Mar 24 2008
New UK legislation coming into effect on 15 April 2008 – the Renewable Transport Fuel Obligation – will mean that biofuels must show significantly smaller carbon footprints than their petroleum-based cousins in order to keep their government subsidies.
But governments of the UK, the EU, Germany and the US disagree seriously about biofuel footprints, and this could lead to confusion in the fuel markets, says Eric Johnson, editor of Environmental Impact Assessment Review, in an article published in the Society of Chemical Industry’s magazine, Chemistry & Industry (C&I).
For example, bioethanol made from US corn offers a carbon saving of over 40%, according to German proposals. The US government, by contrast, reckons a 22% saving while the UK rates it at 20% carbon negative. “Bioethanol from US corn will win in Germany, barely pass muster under US rules and lose in the UK,” he says.
“These differences will be problematic for producers. What works in Woking may not in Wermelshausen, and vice versa. Surely there soon will be a scramble of lobbyists to countries that have yet to define their rules. This also may be problematic for governments. The danger in proposing rules so different is that not just producers, but ultimately the public at large, may become cynical and begin to shy away from its so-far enthusiastic support of measures to combat global warming.”

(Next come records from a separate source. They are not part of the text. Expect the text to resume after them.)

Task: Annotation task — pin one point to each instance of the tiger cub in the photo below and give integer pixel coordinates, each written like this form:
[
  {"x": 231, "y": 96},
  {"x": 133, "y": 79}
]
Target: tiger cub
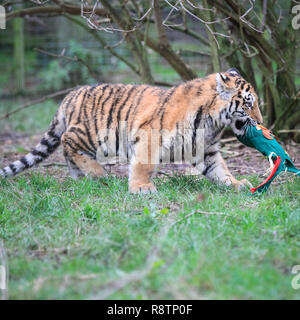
[{"x": 88, "y": 114}]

Large sums of money are at stake. In 2007, tax credits handed out to biofuels in the developed world added up to €10 billion. But increasingly, the Government is looking to reward those biofuels that deliver higher carbon savings which will mean that future incentives will be linked directly to carbon savings, hence the new legislation in the UK, plus similar proposals have been tabled in Germany and the EU, and the legal framework is already in place for comparable rules in the Netherlands and the US.